How to write the Fröhlich Hamiltonian in one dimension?

Question

I am currently working on a (functional) analysis problem refining Pekar's Ansatz (or adiabatic approximation, as it is called in his beautiful 1961 manuscript "Research in Electron Theory of Crystals").

Anyways, I have two related questions, which the members of this community may find simple.

The Fröhlich Hamiltonian is given as follows in three dimensions

$$H=\mathbf{p^{2}}+\sum_{k}a_{k}^{\dagger}a_{k}-\biggl(\frac{4\pi\alpha}{V}\biggr)^{\frac{1}{2}}\sum_{k}\biggl[\frac{a_{k}}{|\mathbf{k}|}e^{i\mathbf{k\cdot x}}+\frac{a_{k}^{\dagger}}{|\mathbf{k}|}e^{-i\mathbf{k\cdot x}}\biggr]$$

The physical scenario here is an electron moving in a 3-dimensional crystal. Each $k$ signifies a (vibrational) mode of the crystal.

If we restrict ourselves to just a 1-dimensional crystal, why is it that the Hamiltonian can be written as follows:

$$H=\mathbf{p^{2}}+\sum_{k}a_{k}^{\dagger}a_{k}-\biggl(\frac{4\pi\alpha}{V}\biggr)^{\frac{1}{2}}\sum_{k}\biggl[a_{k}e^{i\mathbf{k\cdot x}}+a_{k}^{\dagger}e^{-i\mathbf{k\cdot x}}\biggr]$$

Namely, why do we drop the $|\mathbf{k}|$ factor in the third term?

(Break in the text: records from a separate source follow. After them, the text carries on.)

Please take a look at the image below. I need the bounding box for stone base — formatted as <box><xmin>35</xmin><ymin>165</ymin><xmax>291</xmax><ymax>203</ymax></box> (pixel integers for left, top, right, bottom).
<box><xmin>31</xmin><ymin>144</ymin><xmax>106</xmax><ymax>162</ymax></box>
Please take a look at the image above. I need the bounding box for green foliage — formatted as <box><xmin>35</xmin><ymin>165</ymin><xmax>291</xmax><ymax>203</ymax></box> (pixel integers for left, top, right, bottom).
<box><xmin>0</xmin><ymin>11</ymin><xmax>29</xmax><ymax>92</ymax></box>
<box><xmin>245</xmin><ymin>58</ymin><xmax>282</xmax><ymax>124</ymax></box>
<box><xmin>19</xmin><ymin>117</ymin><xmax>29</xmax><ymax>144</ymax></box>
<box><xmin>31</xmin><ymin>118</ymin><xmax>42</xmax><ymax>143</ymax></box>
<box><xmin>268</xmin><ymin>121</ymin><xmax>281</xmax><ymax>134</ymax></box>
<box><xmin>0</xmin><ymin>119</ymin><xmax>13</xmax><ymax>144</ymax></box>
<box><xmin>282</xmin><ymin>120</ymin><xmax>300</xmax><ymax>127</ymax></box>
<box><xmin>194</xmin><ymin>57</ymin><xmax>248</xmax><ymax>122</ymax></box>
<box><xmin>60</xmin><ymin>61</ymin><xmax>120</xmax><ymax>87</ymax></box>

Furthermore, I see how the creation and annihilation operators work on the (bosonic) Fock space (referring to the crystal here), especially when we write the creation operator in the form $\sum_{k=0}^{\infty}\frac{(a^{\dagger})^{k}}{\sqrt{k!}}\left|0\right\rangle =\left|k\right\rangle$. Namely, the creation operator is jumping from one tensored state in Fock Space to the next. However, I also see the form $a_{k}=\frac{1}{\sqrt{2}}\bigl(k+\frac{d}{dk}\bigr)$. How are the two forms connected? How do you intuitively think of the latter form? For example, I thought of the former form as the creation operator jumping from one state in fock space to the next, but the latter form I am not quite sure.

Answer 1

The answer to your second question is simple. For a Harmonic oscillator, the creation and annihilation operators are related to the x and p operators by (up to a choice of units):

$$ a = x+ ip $$ $$ a^\dagger = x-ip$$

Writing the x operator as $i{\partial\over\partial p}$ reproduces your formula (up to phases and signs, the above phases and signs are correct in the usual physics convensions), with p playing the role of k. The k in your formula must be interpreted as the k operator.

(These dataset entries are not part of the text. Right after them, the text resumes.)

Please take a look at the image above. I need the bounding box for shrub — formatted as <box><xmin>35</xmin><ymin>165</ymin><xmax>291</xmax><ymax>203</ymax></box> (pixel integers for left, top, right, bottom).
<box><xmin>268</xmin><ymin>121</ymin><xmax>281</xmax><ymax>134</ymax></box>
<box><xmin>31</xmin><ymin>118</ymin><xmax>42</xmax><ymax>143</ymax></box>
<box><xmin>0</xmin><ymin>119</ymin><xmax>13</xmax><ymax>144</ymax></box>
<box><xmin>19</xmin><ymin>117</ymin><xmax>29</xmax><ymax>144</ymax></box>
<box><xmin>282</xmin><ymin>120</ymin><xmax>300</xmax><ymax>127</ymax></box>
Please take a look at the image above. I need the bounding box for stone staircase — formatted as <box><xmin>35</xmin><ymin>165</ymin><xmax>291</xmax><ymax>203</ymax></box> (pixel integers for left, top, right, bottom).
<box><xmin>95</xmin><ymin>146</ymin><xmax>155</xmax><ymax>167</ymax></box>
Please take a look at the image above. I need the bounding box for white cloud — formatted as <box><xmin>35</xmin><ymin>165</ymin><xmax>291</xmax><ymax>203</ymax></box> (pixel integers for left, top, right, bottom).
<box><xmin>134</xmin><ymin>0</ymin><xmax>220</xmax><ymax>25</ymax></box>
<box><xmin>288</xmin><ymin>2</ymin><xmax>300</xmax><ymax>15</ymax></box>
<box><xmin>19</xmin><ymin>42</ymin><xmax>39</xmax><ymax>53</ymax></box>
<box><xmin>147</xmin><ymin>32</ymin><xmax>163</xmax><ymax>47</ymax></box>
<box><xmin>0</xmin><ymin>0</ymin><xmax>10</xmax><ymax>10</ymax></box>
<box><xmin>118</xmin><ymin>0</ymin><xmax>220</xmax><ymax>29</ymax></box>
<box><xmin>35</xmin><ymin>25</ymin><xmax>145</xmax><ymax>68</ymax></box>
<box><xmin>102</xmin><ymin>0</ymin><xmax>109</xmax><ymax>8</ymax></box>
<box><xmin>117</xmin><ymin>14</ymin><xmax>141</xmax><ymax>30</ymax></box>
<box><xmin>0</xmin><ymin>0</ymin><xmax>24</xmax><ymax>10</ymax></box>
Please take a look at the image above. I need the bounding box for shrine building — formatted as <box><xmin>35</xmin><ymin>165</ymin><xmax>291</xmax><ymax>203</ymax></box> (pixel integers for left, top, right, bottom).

This is the polaron problem, which was studied heavily in the mid 1950s, after Frohlich deduced from the isotope effect that phonon electron interactions must be responsible for superconductivity. The oscillators are the phonon modes, the 1 over |k| tells you that long wavelength phonons are singular, but I don't know the answer to the first question, because the identity is superficially impossible, because one of the two forms will be dimensionally inconsistent. If you provide a reference to fix the conventions, one can decide which one is correct, and perhaps this is a simple misunderstanding. The phonons in your description have the exact same frequency, for example, which is incorrect--- the dispersion for phonons should makes the second term $\sum_k |k| a^{\dagger} a $$.

User wsc tells me that the Frohlich Hamiltonian is used to model the interactions with optical phonons. These have a flat dispersion, so the phonon part is ok as you wrote it.